Tuesday, April 21, 2009

The City as Blender: Seeing, Touching, Tasting



The park is bursting into full-color this month. Two short walks through it the past two days, in heat ranging from 90 to 102 degrees F, helped me appreciate that it is one of the most beautiful places in the country.



The only tasting of its edibles I indulged in was a single leaf of the peppery Nasturtium. Delicious.



I didn't go in to the Japanese Tea Garden, where the Cantonese-speaking girls tie their Saris incorrectly, but its plants and structures beckoned peacefully.



It's a time when we all need to experience beauty as much as possible. The economy is sinking, more and more are, like me, out of work.

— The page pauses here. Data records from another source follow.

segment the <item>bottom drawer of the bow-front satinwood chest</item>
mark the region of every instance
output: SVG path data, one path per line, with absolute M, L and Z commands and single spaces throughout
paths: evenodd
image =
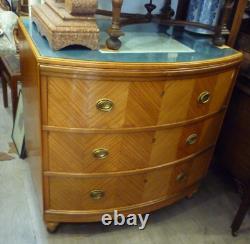
M 98 210 L 126 207 L 170 197 L 206 173 L 211 151 L 185 164 L 143 174 L 100 177 L 49 177 L 49 209 Z

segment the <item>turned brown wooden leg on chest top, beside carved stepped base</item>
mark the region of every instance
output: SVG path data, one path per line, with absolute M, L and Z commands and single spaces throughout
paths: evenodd
M 112 26 L 108 29 L 109 38 L 106 41 L 107 47 L 112 50 L 118 50 L 122 45 L 121 41 L 119 40 L 119 37 L 124 35 L 120 27 L 122 4 L 123 0 L 112 0 Z

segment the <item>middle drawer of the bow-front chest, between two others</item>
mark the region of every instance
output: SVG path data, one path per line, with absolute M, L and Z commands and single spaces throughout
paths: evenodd
M 45 132 L 46 170 L 114 172 L 173 162 L 213 145 L 222 118 L 219 114 L 184 127 L 128 134 Z

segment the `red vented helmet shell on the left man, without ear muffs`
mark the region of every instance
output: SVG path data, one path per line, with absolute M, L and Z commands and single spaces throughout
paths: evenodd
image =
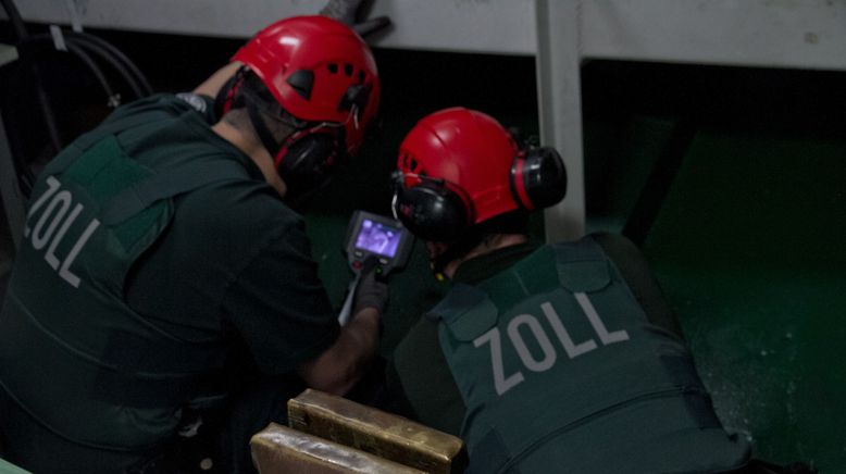
M 307 122 L 343 124 L 354 154 L 376 115 L 380 80 L 370 47 L 326 16 L 294 16 L 259 32 L 233 57 L 259 76 L 283 109 Z

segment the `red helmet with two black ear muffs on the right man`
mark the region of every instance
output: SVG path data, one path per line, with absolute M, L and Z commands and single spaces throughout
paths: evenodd
M 426 240 L 453 241 L 470 226 L 552 205 L 567 192 L 561 157 L 521 150 L 482 112 L 452 108 L 422 118 L 399 148 L 394 212 Z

Budgets are tight. Stress is high.



Everyone tries to cut costs. Yet in this city, the museums and cafes are still crowded, so clearly many still feel that they can carry on as usual.



But more and more people I talk to confide they are no longer eating out, or going to movies, or driving to stores so much as cooking, renting movies, and walking to closer stores.

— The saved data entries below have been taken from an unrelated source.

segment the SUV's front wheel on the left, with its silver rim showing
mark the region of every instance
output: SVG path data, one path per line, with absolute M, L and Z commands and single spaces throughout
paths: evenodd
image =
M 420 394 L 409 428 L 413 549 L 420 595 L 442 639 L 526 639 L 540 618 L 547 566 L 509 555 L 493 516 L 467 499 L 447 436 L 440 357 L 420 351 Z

That's easy in San Francisco. We are an old-fashioned city of neighborhoods. Every district has its own residential sections ringing unique commercial strips. It's an extremely ethnic city, with an amazing diversity of people, bringing a correlative diversity of food, accents, fashion, music, assumptions, biases, habits, religions, beliefs, fears, hopes, and dreams.



The city acts as an enormous blender, smoothing all of this richness into a blended smoothie of many flavors. A cultural smoothie. Once you've tasted its sweetness, you can never go back to your own tribal parochialism.



Our differences are, quite simply, our beauty. See it. Touch it. Taste it.